Doch stattdessen verkommen wir zum Spielball eines "Möchtgern-Autokraten" und eines "brutalen Diktators". Beide sind machthungrig, beide lachen sich über Demokratie-Verfechter kaputt, beide sind hochgefährlich. Einer rückt nun noch näher an Europa heran, der andere zieht sich zurück.
Mit dem derzeitigen Ukraine-Deal hat das angegriffene Land kaum mehr eine Chance auf eine uneingeschränkte Souveränität. "Soll Selenskyj doch einfach die Gebiete an Russland abgeben, Hauptsache endlich Frieden" – ein Argument, das Menschen sagen, die nicht selbst betroffen sind! Denn es sind nicht sie, die ihre Söhne und Töchter an der Front verlieren; ihre Häuser bei Raketenangriffen in Flammen aufgehen; in den besetzten Gebieten unter russischem Terror leben.
Wer jetzt glaubt, es würde endlich Frieden in Europa einkehren, liegt falsch. "Wenn die Ukraine jetzt im Stich gelassen wird, sind wir bald die Nächsten", warnt CDU-Politiker Roderich Kiesewetter im Gespräch mit "Politico". Er ist einer der wenigen Politiker:innen, die die Lage in den vergangenen Jahren realistisch einschätzten und sich rigoros für mehr Waffen für die Ukraine aussprachen.
Läuten nun auch endlich die Alarmglocken beim Noch-Kanzler Scholz? Wieder nur vage Aussagen: "Wir müssen uns heute der Realität stellen, was die Maßnahmen und Ankündigungen der US-Regierung für die Ukraine, für Europa und für die Welt bedeuten", zitiert ihn "Politico".
"Nicht zu handeln, würde bedeuten, die Sicherheit unseres Landes und unseres Kontinents zu gefährden", führt er aus. Genau sein "Nicht-Handeln" hat uns nun diesen gefährlichen "Friedensdeal" made by Trump gebracht.
Einen besseren Zeitpunkt hätte es für Putin nicht geben können. Auf Dauer hätte er den Krieg nicht fortsetzen können, hätte Europa nur einen längeren Atem gehabt. Doch nun wird Russland diesen "Scheinfrieden" zum Durchatmen nutzen.
Putin wird sein Militär wieder aufrüsten, die Wirtschaft in den Griff bekommen und in vier oder fünf Jahren seinem imperialistischen Hunger weiter nachgehen. "Bis nach Berlin", schwärmen russische Propagandist:innen im russischen Staatsfernsehen.
Und Trump? Er will sich ein Denkmal setzen und nach dem Friedensnobelpreis greifen – und sich an den Seltenen Erden in der Ukraine bereichern. "Putin will jetzt Frieden. Und das ist gut. Und er wollte diesen Frieden nicht mit Biden vereinbaren. Sagt mir, warum das so ist?", fragt Trump Reporter:innen im Weißen Haus.

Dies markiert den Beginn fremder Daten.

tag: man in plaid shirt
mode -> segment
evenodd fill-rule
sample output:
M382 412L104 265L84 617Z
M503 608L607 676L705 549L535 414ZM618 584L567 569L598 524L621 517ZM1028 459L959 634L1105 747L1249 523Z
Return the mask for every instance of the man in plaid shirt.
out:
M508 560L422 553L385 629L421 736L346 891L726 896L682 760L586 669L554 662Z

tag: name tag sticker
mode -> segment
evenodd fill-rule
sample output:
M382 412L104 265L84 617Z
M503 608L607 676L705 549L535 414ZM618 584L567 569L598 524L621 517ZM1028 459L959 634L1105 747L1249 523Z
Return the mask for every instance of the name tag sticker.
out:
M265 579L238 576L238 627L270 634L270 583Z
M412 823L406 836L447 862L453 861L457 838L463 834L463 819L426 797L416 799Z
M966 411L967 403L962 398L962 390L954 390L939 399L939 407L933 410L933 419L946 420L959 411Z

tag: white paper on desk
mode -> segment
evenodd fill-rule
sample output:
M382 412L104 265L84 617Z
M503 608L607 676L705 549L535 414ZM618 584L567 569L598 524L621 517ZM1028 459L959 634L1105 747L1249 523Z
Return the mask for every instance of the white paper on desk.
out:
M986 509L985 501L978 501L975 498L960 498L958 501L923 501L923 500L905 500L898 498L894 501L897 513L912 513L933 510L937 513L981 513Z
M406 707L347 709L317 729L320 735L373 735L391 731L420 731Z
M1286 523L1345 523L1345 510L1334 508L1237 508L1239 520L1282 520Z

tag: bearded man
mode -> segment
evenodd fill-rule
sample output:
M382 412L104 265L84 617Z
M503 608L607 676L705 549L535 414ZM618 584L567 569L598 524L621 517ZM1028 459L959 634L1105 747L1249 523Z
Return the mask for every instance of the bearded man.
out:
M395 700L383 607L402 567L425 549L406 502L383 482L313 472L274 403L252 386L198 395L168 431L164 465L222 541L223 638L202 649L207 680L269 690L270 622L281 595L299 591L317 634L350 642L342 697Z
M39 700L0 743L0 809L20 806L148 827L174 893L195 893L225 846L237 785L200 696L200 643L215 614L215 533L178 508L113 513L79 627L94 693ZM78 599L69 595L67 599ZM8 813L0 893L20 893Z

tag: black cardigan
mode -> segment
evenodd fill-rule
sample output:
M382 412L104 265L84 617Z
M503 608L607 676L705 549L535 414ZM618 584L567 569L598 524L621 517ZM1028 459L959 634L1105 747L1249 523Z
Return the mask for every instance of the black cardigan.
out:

Weil er es mit dir machen kann, Donald. Und Europa wird zur Randnotiz, ohne Stimme, ohne US-Verbündeten, ohne Wehrhaftigkeit mit Putin als Nachbar, der sich die Hände reibt.
Putin ist der Sieger, weil wir zu feige waren, der Ukraine als vereinte Kraft alles zu geben "whatever it takes" unabhängig von den USA.
Jetzt bleibt uns keine Wahl mehr. Trumps Umgang mit der Ukraine ist ein klares Signal: Europa steht auf eigenen Füßen. Leider stolpert es wie ein kleines Kind, das seine ersten Schritte in die Unabhängigkeit wagt, umgeben von Bullys, die es am Boden liegen sehen wollen.